Tokyo Electric Power Company (TEPCO), the operator of the crippled Fukushima Dai-ichi nuclear power plant on Japan’s northeast coast, posted a bigger-than--expected annual loss of US$9.67 billion yesterday and warned of tough times ahead.
The company said its ¥781 billion net loss came in a year in which it was hit with massive costs to deal with reactor meltdowns, as well as increased imports of fossil fuels to make up for a nuclear power shortfall.
The net loss was worse than a previous prediction for a ¥708.0 billion shortfall and reflects an increase in projected compensation payouts to those affected by the world’s worst atomic disaster in a generation.
Revenue was ¥5.35 trillion, down from ¥5.37 trillion a year earlier.
TEPCO’s earnings come less than a week after the Japanese government confirmed it would take a controlling stake in the firm, effectively nationalizing one of the world’s largest utilities.
Tokyo will inject ¥1 trillion as part of a 10-year restructuring -program aimed at preventing the vast regional power monopoly from going bankrupt, a plan it said would see TEPCO come under “temporary state control.”

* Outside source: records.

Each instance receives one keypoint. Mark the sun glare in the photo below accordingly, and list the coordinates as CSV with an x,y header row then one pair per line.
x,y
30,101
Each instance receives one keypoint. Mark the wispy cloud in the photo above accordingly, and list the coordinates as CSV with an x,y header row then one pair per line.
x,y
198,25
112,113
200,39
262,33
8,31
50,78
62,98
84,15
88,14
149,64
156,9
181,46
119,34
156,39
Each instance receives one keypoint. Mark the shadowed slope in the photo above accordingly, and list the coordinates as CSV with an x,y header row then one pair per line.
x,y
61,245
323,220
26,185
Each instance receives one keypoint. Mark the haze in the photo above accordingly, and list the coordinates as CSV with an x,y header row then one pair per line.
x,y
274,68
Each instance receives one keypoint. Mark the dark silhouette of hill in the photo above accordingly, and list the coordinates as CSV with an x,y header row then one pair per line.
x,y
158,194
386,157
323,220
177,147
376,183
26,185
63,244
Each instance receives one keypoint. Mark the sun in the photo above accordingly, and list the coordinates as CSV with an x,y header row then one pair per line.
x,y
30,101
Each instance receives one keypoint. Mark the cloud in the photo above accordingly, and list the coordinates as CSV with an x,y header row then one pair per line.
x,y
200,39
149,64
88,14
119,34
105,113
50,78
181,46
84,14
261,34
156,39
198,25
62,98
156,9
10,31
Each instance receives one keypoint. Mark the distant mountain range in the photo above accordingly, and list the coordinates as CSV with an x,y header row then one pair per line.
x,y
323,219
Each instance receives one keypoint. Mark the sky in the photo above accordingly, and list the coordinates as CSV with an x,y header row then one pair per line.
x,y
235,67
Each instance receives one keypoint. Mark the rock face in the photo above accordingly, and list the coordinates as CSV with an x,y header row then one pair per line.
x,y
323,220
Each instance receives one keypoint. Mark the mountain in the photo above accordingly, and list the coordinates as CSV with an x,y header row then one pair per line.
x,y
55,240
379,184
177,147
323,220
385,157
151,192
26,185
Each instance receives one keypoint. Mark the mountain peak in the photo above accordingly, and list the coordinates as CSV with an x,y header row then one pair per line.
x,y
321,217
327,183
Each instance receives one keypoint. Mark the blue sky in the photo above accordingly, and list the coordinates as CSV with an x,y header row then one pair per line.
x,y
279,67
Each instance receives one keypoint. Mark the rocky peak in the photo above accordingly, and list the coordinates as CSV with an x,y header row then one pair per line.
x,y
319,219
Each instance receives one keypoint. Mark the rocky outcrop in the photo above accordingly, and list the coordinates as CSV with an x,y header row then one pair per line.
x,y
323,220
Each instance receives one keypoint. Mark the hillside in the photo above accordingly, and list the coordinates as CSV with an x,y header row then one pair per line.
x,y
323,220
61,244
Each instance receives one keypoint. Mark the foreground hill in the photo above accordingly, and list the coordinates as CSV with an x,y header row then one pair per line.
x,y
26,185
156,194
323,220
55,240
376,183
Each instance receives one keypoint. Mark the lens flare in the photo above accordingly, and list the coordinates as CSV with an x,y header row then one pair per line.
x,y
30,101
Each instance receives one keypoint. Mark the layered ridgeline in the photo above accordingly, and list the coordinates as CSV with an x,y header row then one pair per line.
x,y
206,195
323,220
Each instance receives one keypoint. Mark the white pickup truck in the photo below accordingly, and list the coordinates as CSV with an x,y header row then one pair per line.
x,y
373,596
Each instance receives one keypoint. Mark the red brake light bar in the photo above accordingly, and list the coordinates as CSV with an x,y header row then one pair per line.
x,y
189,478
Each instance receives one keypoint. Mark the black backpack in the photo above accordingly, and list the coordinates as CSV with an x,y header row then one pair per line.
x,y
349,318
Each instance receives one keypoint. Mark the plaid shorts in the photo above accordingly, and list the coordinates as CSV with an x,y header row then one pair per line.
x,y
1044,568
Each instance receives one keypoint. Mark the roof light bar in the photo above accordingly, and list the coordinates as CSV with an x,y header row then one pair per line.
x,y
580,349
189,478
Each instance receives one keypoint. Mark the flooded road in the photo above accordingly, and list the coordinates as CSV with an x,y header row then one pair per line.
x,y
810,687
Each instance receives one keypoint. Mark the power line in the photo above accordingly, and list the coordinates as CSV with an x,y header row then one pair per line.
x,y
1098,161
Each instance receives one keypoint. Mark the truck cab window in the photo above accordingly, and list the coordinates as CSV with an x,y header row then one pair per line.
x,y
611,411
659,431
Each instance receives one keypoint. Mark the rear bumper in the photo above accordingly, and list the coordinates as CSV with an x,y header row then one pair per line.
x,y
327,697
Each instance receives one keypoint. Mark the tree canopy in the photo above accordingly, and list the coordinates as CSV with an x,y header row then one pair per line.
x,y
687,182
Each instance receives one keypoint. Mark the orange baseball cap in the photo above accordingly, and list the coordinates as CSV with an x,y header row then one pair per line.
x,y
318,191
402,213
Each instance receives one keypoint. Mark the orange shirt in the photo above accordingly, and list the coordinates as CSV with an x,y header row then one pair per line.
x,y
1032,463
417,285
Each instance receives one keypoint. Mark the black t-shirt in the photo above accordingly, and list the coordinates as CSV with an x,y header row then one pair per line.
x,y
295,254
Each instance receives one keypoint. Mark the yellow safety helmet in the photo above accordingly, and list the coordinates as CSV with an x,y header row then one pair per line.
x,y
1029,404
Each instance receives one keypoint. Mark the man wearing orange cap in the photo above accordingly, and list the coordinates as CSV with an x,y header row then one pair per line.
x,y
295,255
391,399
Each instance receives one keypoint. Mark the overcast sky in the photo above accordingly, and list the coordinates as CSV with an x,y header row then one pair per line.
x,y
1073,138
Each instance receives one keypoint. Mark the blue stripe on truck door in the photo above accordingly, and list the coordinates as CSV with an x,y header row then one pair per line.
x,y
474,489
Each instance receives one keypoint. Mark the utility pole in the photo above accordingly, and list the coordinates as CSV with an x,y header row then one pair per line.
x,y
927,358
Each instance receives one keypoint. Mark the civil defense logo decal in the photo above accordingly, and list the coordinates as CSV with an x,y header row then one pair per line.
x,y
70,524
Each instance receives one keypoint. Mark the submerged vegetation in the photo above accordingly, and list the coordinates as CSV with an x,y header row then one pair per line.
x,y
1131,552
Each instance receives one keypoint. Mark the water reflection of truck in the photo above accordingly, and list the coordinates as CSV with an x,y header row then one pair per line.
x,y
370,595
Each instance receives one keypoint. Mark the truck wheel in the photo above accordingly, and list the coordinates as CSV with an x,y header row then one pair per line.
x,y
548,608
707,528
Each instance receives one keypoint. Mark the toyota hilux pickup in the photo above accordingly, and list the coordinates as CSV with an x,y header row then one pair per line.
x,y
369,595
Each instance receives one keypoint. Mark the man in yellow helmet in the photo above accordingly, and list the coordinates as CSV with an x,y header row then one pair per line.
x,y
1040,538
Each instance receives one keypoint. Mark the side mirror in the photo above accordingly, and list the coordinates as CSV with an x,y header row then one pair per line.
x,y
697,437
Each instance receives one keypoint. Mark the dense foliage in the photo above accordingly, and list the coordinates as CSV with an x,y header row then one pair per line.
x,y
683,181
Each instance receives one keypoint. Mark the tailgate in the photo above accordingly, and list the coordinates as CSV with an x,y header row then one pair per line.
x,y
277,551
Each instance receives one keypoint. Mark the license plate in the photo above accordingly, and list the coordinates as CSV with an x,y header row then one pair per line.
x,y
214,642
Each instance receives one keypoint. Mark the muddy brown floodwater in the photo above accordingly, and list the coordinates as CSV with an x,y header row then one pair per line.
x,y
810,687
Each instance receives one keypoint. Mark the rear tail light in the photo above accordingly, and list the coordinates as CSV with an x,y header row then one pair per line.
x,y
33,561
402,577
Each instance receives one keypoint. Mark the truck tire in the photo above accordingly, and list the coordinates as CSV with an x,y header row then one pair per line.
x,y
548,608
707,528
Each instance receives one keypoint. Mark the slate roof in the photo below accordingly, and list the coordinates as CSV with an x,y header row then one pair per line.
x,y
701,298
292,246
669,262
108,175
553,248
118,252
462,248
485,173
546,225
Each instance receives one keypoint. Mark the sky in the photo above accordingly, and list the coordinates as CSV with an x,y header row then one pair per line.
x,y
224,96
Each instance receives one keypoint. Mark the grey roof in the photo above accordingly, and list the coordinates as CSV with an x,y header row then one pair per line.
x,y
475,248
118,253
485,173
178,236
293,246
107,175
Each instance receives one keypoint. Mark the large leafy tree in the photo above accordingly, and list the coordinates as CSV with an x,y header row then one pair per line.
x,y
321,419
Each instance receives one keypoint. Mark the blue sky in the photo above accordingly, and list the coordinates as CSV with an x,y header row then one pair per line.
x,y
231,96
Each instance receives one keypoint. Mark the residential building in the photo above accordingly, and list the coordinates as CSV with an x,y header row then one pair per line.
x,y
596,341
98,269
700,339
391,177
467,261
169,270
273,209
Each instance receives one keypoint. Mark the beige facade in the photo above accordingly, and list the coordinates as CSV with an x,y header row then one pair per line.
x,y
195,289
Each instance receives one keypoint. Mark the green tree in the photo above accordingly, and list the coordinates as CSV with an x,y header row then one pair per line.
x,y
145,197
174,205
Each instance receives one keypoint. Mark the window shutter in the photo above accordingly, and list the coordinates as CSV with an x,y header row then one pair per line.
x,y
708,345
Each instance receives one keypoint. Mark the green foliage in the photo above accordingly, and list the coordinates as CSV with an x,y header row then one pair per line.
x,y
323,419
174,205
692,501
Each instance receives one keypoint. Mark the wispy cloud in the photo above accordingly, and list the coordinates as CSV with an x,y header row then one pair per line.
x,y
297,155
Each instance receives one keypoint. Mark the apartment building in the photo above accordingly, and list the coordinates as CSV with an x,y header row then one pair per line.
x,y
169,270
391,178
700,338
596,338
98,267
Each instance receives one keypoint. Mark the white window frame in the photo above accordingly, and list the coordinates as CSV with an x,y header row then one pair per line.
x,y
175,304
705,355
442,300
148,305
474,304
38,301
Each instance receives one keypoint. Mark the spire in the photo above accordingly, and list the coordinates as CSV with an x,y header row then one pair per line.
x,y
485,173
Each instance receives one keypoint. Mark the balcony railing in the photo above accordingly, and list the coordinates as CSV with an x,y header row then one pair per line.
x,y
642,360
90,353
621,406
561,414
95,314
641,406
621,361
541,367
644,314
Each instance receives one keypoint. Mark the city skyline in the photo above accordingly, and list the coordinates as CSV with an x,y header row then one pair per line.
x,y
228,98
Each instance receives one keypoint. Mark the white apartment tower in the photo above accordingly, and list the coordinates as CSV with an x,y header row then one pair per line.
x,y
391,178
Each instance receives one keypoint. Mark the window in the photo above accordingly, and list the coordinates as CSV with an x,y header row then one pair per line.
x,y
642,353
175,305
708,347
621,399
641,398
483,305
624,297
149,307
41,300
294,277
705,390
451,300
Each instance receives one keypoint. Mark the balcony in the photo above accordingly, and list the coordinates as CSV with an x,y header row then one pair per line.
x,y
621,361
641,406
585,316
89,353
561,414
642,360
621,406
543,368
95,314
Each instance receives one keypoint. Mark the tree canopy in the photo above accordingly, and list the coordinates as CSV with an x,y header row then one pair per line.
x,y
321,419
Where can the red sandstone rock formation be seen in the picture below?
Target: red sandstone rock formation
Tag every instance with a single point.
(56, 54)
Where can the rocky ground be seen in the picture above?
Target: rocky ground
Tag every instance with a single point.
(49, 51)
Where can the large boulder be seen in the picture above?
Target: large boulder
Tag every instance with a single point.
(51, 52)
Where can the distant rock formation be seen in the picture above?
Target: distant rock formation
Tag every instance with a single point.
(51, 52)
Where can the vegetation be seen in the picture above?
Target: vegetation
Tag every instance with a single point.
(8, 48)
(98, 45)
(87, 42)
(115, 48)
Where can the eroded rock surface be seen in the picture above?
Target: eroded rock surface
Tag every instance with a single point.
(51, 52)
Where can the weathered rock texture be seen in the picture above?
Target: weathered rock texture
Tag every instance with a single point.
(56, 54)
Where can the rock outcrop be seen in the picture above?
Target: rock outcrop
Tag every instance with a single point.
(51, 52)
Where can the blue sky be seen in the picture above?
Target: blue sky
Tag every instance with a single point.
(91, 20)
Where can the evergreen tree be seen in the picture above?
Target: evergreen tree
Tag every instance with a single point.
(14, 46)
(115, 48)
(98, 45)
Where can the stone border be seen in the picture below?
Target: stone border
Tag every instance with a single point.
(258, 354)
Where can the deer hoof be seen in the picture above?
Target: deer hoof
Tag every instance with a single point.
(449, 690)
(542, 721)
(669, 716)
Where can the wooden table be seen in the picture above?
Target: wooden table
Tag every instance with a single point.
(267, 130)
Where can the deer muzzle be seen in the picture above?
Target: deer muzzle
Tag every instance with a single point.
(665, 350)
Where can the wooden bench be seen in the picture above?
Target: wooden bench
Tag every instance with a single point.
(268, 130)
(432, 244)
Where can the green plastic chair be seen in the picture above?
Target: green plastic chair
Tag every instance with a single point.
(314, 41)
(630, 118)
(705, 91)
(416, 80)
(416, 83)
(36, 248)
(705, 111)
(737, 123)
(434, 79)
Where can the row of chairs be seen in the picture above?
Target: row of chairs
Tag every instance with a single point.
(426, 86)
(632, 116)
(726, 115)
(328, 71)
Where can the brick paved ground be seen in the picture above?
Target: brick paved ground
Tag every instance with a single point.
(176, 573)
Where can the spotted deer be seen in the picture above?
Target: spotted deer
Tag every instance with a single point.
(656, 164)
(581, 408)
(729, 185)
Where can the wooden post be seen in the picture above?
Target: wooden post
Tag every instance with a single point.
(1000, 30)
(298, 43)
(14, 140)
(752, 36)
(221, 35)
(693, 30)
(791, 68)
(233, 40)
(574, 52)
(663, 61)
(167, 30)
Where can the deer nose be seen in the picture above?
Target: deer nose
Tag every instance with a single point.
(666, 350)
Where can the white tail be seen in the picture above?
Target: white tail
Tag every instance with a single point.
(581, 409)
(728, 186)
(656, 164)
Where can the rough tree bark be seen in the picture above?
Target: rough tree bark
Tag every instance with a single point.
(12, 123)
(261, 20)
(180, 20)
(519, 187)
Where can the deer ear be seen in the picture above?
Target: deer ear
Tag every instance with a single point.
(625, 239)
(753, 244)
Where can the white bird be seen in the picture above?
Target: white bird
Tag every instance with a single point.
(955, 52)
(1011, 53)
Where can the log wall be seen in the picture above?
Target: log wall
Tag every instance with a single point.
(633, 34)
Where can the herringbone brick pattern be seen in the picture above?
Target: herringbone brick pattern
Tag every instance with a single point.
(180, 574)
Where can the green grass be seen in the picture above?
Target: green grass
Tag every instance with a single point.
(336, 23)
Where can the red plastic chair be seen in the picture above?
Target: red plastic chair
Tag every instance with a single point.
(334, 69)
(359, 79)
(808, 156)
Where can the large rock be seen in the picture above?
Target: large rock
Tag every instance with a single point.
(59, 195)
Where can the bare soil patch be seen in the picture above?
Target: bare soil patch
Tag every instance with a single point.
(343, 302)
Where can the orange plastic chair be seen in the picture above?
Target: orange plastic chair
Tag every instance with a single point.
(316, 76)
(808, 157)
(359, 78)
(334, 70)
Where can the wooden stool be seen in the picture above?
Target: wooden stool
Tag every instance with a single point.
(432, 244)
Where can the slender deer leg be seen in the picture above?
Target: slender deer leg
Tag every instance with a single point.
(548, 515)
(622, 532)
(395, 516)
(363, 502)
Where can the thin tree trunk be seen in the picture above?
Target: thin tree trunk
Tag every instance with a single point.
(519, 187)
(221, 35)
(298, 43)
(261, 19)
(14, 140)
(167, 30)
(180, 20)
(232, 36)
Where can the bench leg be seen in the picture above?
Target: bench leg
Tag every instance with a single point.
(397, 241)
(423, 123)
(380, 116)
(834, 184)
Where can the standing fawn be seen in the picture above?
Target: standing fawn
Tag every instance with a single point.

Yesterday, TEPCO president Toshio Nishizawa said fuel costs were likely to jump this year after Japan shut down the nuclear reactors that once supplied about one-third of its electricity, following last year’s atomic crisis.
“This increase in fuel cost is based on an assumption that we will have no nuclear power in the year [to March],” Nishizawa told a press briefing in Tokyo.
He added that the utility expected industry to accept rate hikes, while residential rates were also set to rise, as the economy picks up pace.